The set $\mathbb L^1(\mathbf R)\cap\mathbb L^2(\mathbf R)$ contains the collection of linear combination of indicator functions of sets of finite measure (denoted $S$), which is dense in $\mathbb L^2(\mathbf R)$. Indeed, assume that $f$ belongs to $\mathbb L^2(\mathbf R)$ and $0\leqslant f(x)\leqslant M$. Then we can find a sequence $(s_n)\subset S$ such that $s_n\uparrow f$, $s_n\geqslant 0$ and $\sup_{x\in\mathbf R}|f(x)-s_n(x)|\to 0$. Therefore, for each $R$, $$\int_{\mathbf R}|f(x)-s_n(x)|^2\mathrm dx\leqslant \int_{\mathbf R\setminus [-R,R] }|f(x)|^2\mathrm dx +2R\left(\sup_{x\in\mathbf R}|f(x)-s_n(x)|\right)^2,$$ from which we infer that $$\limsup_{ n\to\infty}\int_{\mathbf R}|f(x)-s_n(x)|^2\mathrm dx\leqslant \int_{\mathbf R\setminus [-R,R] }|f(x)|^2\mathrm dx, $$ and since $R$ is arbitrary, we derive by monotone convergence that $f$ belongs to the closure in $\mathbb L^2(\mathbf R)$ of $S$.

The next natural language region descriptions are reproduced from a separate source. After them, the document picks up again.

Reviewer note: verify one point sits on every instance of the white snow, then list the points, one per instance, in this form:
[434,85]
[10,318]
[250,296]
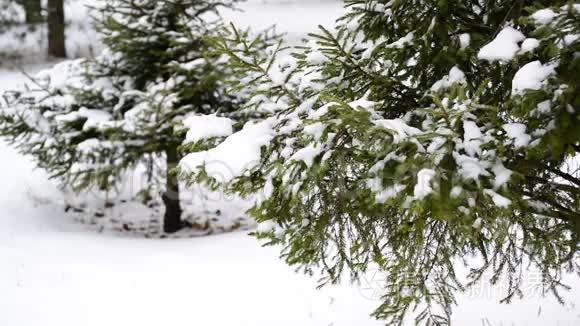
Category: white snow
[531,76]
[517,132]
[473,138]
[235,155]
[502,175]
[399,127]
[498,199]
[423,187]
[455,76]
[543,16]
[464,40]
[504,47]
[529,45]
[202,127]
[54,272]
[307,154]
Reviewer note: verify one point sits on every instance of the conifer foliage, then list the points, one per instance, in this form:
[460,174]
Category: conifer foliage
[415,137]
[89,121]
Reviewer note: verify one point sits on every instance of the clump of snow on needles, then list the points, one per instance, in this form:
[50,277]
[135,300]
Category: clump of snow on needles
[531,77]
[235,155]
[207,126]
[423,187]
[517,132]
[543,16]
[504,47]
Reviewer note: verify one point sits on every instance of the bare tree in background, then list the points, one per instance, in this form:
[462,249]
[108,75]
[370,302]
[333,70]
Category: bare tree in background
[56,25]
[33,10]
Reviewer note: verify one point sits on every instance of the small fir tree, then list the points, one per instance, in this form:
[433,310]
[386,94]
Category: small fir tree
[87,122]
[416,137]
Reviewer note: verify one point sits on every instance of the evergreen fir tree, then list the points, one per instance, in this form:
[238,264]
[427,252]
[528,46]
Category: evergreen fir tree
[11,13]
[89,121]
[418,136]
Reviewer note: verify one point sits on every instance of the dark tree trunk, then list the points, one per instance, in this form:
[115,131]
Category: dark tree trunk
[33,12]
[56,38]
[172,220]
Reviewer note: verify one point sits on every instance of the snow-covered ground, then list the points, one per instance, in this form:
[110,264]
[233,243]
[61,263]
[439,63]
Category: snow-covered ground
[56,272]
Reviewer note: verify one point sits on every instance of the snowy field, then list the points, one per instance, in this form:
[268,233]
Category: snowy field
[55,272]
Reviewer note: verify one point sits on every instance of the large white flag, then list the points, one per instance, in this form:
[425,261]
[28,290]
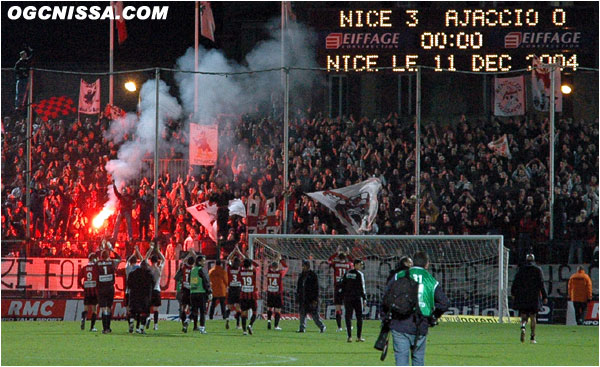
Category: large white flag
[509,96]
[355,206]
[541,84]
[204,144]
[89,97]
[206,214]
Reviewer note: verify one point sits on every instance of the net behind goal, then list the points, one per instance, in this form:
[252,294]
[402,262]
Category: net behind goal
[473,270]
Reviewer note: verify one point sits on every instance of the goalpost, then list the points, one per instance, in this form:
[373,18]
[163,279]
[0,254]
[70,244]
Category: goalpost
[472,270]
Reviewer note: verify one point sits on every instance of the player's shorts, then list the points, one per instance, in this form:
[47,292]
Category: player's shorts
[140,306]
[338,299]
[106,296]
[248,304]
[233,295]
[185,297]
[274,300]
[198,301]
[90,299]
[156,299]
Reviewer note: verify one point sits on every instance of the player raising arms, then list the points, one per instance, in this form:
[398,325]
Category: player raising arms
[234,286]
[88,278]
[341,262]
[106,283]
[183,275]
[158,263]
[275,290]
[249,293]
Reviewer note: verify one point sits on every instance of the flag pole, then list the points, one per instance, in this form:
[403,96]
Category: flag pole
[551,142]
[111,56]
[196,41]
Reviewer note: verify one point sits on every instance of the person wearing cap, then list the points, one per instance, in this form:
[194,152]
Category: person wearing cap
[528,294]
[307,295]
[22,70]
[355,296]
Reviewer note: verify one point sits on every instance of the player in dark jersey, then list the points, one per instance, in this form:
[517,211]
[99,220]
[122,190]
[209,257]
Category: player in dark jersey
[341,262]
[234,286]
[107,268]
[132,265]
[158,263]
[183,275]
[249,293]
[275,290]
[88,278]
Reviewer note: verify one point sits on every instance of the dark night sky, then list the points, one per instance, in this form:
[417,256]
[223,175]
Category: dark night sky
[71,41]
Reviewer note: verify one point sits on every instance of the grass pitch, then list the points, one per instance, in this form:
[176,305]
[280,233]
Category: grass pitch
[63,343]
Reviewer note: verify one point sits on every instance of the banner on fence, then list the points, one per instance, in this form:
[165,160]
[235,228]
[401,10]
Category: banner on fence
[509,96]
[204,144]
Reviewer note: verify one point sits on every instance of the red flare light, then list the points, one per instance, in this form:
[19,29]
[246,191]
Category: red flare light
[99,220]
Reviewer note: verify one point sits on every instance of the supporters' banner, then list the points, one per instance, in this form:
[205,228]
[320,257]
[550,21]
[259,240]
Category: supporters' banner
[500,146]
[204,144]
[207,21]
[541,84]
[89,97]
[113,112]
[54,107]
[61,274]
[121,27]
[355,206]
[206,214]
[509,96]
[262,216]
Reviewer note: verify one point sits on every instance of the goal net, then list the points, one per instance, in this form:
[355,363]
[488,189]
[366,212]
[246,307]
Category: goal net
[473,270]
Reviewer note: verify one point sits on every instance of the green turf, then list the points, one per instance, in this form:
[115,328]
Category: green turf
[63,343]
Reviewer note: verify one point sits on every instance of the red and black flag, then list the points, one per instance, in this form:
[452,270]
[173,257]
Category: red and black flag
[54,107]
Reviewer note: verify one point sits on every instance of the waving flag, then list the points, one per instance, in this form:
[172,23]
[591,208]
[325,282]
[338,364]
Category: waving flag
[509,96]
[89,97]
[355,206]
[54,107]
[206,214]
[541,85]
[207,21]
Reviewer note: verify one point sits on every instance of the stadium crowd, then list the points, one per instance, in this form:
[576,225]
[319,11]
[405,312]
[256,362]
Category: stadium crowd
[465,187]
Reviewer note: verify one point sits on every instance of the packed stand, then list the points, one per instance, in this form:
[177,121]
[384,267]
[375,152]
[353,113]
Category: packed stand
[465,187]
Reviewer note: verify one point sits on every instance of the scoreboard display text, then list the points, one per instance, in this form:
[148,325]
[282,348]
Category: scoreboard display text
[490,40]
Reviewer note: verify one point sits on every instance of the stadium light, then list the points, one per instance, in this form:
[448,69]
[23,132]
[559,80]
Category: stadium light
[130,86]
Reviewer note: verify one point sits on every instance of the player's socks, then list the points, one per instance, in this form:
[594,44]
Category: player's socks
[277,318]
[108,317]
[349,327]
[93,322]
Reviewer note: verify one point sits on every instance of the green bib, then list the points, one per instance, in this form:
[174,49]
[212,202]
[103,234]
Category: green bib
[427,284]
[196,281]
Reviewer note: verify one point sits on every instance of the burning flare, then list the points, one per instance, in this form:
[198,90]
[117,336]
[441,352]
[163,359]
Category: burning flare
[98,221]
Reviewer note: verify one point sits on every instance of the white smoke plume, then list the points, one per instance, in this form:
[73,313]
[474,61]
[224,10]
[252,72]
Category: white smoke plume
[130,158]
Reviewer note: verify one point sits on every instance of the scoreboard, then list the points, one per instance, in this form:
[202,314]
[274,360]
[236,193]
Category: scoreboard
[467,39]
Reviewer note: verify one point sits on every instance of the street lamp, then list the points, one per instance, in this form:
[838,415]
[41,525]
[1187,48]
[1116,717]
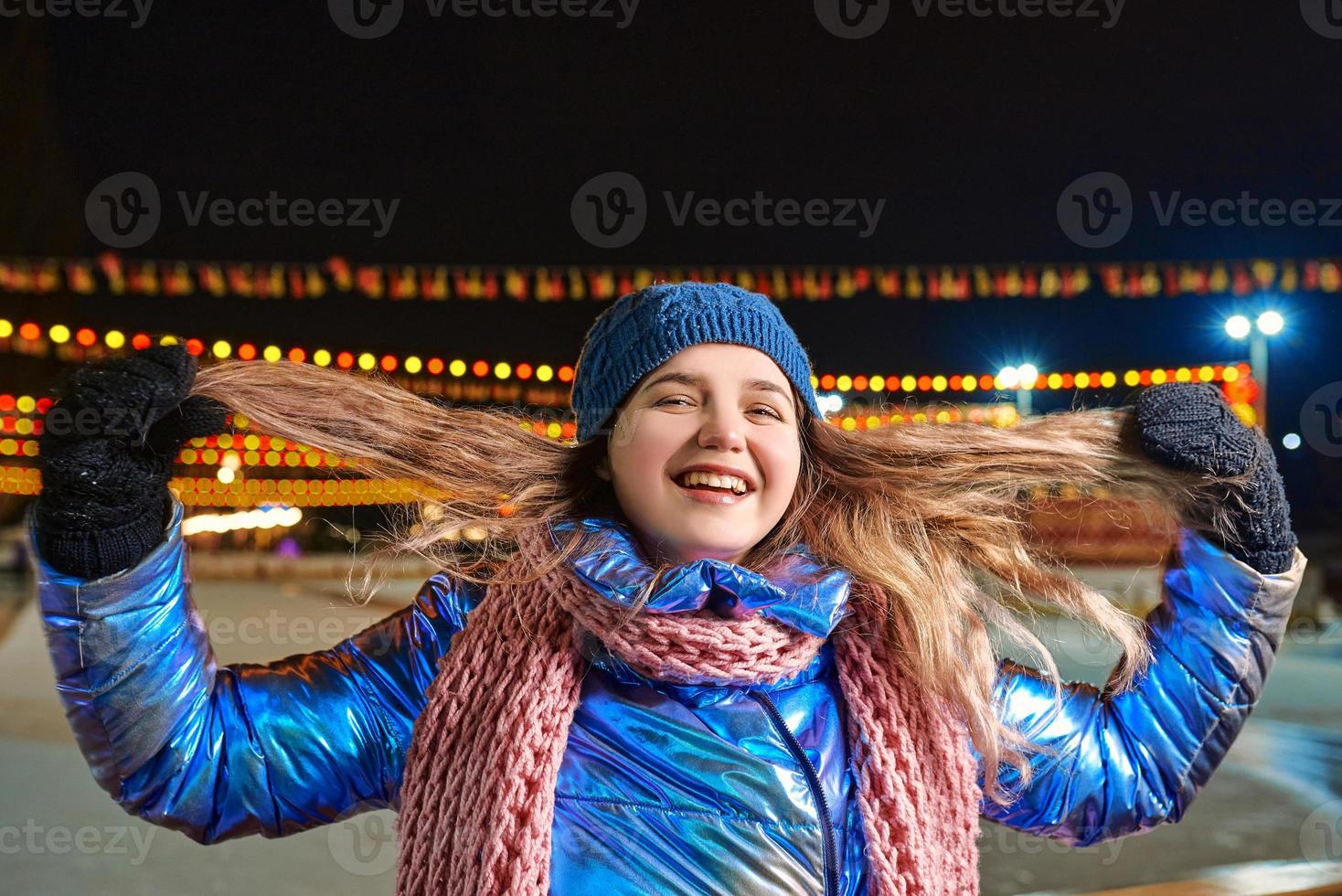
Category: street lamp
[1023,381]
[1268,324]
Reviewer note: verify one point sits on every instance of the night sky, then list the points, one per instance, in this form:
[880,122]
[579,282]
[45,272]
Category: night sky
[484,128]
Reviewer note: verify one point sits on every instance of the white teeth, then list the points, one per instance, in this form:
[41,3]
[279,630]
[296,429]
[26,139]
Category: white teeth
[697,478]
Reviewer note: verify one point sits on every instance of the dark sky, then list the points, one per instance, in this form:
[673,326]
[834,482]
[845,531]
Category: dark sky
[484,128]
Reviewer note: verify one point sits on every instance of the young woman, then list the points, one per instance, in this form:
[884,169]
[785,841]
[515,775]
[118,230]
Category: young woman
[717,645]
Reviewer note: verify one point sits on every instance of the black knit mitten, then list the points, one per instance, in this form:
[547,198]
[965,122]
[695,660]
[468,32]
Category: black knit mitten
[106,450]
[1190,427]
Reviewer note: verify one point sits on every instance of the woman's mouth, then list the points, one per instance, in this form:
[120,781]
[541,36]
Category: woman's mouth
[711,496]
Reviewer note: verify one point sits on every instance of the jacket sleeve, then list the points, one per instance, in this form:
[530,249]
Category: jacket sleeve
[224,752]
[1132,761]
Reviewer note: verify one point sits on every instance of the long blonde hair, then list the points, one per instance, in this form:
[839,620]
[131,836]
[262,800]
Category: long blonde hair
[918,514]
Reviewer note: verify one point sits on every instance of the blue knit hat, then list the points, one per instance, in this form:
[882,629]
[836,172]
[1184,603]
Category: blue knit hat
[642,330]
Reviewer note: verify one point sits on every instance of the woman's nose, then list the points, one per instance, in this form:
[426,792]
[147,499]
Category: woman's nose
[722,430]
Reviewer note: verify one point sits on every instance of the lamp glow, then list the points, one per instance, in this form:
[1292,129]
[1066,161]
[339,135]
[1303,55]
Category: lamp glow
[1238,326]
[1271,322]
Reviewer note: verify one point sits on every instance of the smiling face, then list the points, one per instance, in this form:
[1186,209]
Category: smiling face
[716,404]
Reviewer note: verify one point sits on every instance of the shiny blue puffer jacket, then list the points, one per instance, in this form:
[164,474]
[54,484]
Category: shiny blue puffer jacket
[663,787]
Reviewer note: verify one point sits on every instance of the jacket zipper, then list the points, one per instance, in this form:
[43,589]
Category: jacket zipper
[831,865]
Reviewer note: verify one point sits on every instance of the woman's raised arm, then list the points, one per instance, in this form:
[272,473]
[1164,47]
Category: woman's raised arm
[224,752]
[1132,761]
[1126,763]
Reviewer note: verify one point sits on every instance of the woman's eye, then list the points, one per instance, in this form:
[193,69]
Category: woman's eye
[683,401]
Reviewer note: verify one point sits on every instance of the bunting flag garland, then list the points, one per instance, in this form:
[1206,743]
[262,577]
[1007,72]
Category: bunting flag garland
[113,275]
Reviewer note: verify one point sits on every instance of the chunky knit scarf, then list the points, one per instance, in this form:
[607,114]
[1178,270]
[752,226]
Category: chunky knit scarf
[478,795]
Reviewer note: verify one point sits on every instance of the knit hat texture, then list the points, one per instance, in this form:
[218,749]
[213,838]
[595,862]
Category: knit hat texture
[644,329]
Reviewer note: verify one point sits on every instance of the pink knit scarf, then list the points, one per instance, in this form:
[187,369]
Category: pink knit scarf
[478,795]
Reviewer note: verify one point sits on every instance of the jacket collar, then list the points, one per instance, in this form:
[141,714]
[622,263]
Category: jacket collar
[800,592]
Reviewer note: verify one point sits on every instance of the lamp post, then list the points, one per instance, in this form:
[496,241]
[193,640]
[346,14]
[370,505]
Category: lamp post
[1267,325]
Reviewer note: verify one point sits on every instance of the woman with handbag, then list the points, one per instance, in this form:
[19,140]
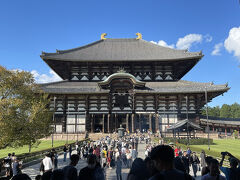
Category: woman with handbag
[194,162]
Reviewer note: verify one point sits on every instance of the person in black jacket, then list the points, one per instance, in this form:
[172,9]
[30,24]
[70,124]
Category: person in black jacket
[92,171]
[194,162]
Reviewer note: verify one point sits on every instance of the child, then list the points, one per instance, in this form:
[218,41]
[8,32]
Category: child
[119,168]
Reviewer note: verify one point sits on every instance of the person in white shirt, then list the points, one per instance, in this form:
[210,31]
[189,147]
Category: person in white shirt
[214,171]
[47,163]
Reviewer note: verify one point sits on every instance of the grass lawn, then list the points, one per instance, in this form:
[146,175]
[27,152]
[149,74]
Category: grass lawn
[45,144]
[230,145]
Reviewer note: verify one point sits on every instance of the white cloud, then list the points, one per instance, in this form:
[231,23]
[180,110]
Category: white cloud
[208,38]
[187,41]
[232,43]
[44,78]
[216,50]
[163,43]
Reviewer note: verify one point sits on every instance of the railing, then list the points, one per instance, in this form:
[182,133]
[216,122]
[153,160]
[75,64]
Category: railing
[28,157]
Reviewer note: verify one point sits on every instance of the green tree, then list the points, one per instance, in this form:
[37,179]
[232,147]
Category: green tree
[24,116]
[225,111]
[235,110]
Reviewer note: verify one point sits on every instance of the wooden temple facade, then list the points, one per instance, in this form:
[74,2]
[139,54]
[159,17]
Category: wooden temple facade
[128,82]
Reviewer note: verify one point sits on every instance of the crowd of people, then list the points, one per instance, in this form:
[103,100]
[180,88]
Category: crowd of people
[162,162]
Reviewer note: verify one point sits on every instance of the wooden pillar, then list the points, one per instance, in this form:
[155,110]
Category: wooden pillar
[133,124]
[108,125]
[150,121]
[238,130]
[64,123]
[115,120]
[127,123]
[92,123]
[156,122]
[139,122]
[103,124]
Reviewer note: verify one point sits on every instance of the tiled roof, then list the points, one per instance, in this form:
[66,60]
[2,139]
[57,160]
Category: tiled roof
[121,50]
[183,124]
[74,87]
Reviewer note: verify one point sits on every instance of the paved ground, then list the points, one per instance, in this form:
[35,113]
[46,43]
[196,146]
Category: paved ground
[32,171]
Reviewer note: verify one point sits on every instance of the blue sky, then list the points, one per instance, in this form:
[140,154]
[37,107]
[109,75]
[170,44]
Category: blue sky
[28,27]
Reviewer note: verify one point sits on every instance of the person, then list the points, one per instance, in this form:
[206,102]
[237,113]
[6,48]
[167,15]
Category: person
[7,165]
[129,158]
[176,151]
[104,156]
[70,151]
[91,171]
[205,170]
[134,154]
[65,152]
[163,157]
[185,160]
[194,162]
[57,174]
[119,168]
[21,177]
[138,170]
[179,163]
[189,152]
[38,177]
[54,157]
[232,173]
[47,175]
[16,167]
[214,171]
[70,172]
[151,170]
[47,163]
[202,159]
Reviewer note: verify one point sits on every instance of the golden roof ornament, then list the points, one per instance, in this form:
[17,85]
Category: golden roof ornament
[121,70]
[103,36]
[139,36]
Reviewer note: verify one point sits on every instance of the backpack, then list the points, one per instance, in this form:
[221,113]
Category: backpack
[234,174]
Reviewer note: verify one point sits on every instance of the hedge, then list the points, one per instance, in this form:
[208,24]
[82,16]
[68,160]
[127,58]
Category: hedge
[199,141]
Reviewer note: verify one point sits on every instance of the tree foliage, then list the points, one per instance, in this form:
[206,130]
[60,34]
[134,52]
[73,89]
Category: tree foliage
[24,116]
[225,111]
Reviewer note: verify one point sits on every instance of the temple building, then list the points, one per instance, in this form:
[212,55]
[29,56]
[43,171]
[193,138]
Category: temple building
[129,82]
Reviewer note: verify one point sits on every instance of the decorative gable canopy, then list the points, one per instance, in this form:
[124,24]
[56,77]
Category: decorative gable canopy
[121,50]
[121,76]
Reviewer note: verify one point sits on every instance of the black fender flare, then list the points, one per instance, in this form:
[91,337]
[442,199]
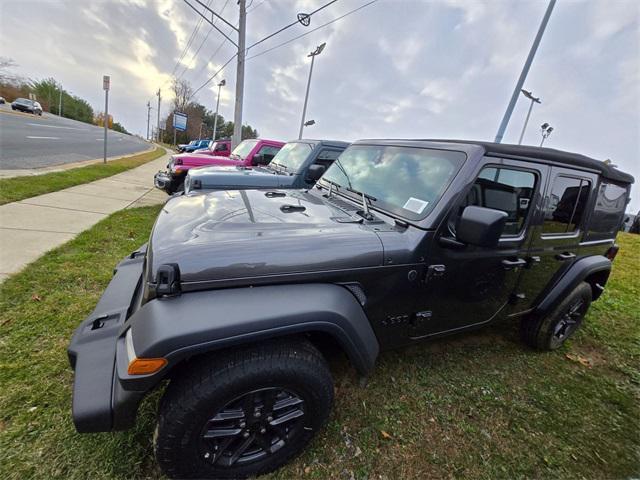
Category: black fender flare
[179,327]
[578,272]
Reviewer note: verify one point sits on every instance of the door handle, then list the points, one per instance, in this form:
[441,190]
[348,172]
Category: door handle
[565,256]
[510,264]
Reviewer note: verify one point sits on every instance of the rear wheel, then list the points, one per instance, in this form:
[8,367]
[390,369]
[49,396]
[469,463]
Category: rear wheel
[244,413]
[551,331]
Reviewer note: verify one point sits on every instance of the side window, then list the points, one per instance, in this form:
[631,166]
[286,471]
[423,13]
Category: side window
[327,157]
[566,204]
[608,214]
[505,189]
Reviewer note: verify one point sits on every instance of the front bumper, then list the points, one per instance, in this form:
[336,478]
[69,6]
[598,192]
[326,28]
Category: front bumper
[100,403]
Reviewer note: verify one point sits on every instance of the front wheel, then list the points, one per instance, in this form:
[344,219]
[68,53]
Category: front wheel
[243,413]
[551,331]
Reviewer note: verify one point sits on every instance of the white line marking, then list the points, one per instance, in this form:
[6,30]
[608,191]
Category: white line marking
[55,126]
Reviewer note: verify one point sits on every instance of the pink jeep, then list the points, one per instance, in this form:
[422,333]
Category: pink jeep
[219,148]
[248,153]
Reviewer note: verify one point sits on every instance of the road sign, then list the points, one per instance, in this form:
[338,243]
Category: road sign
[180,121]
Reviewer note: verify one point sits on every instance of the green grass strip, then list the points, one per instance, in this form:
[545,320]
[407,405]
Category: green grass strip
[19,188]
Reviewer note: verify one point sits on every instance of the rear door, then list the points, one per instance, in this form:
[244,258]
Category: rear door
[468,285]
[558,233]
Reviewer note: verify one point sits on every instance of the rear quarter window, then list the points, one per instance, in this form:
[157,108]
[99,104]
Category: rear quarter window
[608,213]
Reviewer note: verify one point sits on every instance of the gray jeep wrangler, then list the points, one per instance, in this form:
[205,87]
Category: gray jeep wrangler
[234,298]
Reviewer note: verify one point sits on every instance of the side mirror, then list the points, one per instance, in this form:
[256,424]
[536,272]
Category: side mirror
[480,226]
[315,172]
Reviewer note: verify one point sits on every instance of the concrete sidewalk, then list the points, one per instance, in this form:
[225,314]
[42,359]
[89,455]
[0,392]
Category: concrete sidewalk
[31,227]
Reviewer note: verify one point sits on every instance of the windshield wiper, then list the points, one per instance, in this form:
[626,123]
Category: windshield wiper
[366,198]
[331,185]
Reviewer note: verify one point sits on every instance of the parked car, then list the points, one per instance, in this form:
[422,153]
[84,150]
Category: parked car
[299,164]
[247,153]
[237,292]
[26,105]
[193,145]
[219,148]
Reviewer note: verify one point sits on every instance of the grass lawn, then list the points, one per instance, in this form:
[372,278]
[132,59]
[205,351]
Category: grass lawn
[480,405]
[19,188]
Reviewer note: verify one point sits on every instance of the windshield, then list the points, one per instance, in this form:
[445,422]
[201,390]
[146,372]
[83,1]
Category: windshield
[244,148]
[404,180]
[292,156]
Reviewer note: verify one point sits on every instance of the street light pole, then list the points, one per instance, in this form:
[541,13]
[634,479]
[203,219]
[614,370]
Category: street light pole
[106,83]
[313,54]
[148,117]
[546,130]
[523,74]
[237,114]
[215,118]
[158,126]
[533,99]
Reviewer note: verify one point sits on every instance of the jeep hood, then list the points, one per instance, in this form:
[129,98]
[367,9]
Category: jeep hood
[236,177]
[243,234]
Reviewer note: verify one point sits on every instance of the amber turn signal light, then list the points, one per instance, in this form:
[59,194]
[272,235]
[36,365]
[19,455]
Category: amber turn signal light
[145,366]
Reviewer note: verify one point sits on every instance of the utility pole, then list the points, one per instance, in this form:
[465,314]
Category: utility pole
[313,55]
[533,99]
[523,74]
[215,118]
[237,114]
[106,83]
[158,126]
[148,117]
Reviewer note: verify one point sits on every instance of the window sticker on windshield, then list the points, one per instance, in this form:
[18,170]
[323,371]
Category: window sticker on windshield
[415,205]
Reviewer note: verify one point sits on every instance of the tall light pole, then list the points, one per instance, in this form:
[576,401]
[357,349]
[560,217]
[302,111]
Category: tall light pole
[533,99]
[222,83]
[313,55]
[60,102]
[237,113]
[106,83]
[545,130]
[158,126]
[523,74]
[148,117]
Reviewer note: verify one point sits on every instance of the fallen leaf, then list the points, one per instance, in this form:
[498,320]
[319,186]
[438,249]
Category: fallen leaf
[579,359]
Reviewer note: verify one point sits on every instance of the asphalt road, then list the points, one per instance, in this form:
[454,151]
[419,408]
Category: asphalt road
[30,141]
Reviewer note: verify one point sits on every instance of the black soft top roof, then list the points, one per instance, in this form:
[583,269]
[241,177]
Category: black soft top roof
[560,156]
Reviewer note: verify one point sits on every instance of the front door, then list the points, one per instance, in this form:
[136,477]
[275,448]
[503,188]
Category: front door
[467,285]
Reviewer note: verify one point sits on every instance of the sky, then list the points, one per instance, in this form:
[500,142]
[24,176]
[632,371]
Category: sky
[395,68]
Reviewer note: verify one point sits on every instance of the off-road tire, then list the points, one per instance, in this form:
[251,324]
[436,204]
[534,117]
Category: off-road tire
[545,333]
[205,387]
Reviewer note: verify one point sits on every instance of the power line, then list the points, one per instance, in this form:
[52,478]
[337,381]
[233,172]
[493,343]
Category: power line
[311,31]
[281,44]
[291,24]
[212,77]
[195,55]
[189,42]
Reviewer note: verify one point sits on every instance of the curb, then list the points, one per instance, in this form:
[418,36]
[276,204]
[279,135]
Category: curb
[68,166]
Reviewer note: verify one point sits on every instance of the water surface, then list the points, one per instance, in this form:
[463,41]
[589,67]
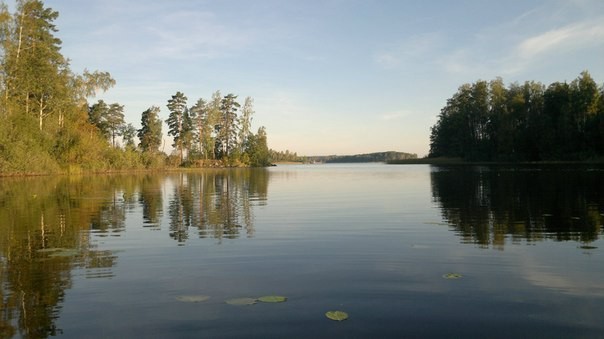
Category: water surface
[113,256]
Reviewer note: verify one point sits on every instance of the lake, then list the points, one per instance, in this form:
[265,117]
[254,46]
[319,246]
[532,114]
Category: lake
[405,251]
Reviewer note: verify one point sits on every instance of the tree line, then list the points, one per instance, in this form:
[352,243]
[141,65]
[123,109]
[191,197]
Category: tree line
[522,122]
[47,124]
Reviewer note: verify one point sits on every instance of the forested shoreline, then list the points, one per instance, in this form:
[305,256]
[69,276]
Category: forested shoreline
[47,124]
[487,121]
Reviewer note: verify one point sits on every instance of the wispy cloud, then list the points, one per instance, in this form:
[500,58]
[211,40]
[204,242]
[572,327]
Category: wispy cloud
[187,35]
[392,116]
[416,48]
[565,39]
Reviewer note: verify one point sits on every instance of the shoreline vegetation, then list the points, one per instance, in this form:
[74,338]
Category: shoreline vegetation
[49,126]
[443,161]
[522,123]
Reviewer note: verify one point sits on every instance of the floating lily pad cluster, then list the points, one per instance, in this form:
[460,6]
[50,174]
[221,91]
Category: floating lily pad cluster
[57,252]
[246,301]
[336,315]
[452,276]
[193,298]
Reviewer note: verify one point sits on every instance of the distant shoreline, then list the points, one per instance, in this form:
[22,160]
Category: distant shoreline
[461,162]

Using again monotone convergence, one can show that each non-negative element of $\mathbb L^2(\mathbf R)$ belongs to the closure in $\mathbb L^2(\mathbf R)$ of $S$. To conclude, split an element of $\mathbb L^2(\mathbf R)$ into its negative and positive part.

Answer 2

If $f \in L^{2}$ is supported in $[-R,R]$, then it is also in $L^{1}$ because of Cauchy-Schwarz: $$ \int_{-R}^{R}|f|dx \le \left(\int_{-R}^{R}|f|^{2}dx\right)^{1/2} \left(\int_{-R}^{R}1^{2}dx\right)^{1/2} $$ Therefore, $f_{R} = \chi_{[-R,R]}f \in L^{1}\cap L^{2}$ for all $0 < R < \infty$. And $f_{R}\rightarrow f$ in $L^{2}$ as $R\rightarrow\infty$.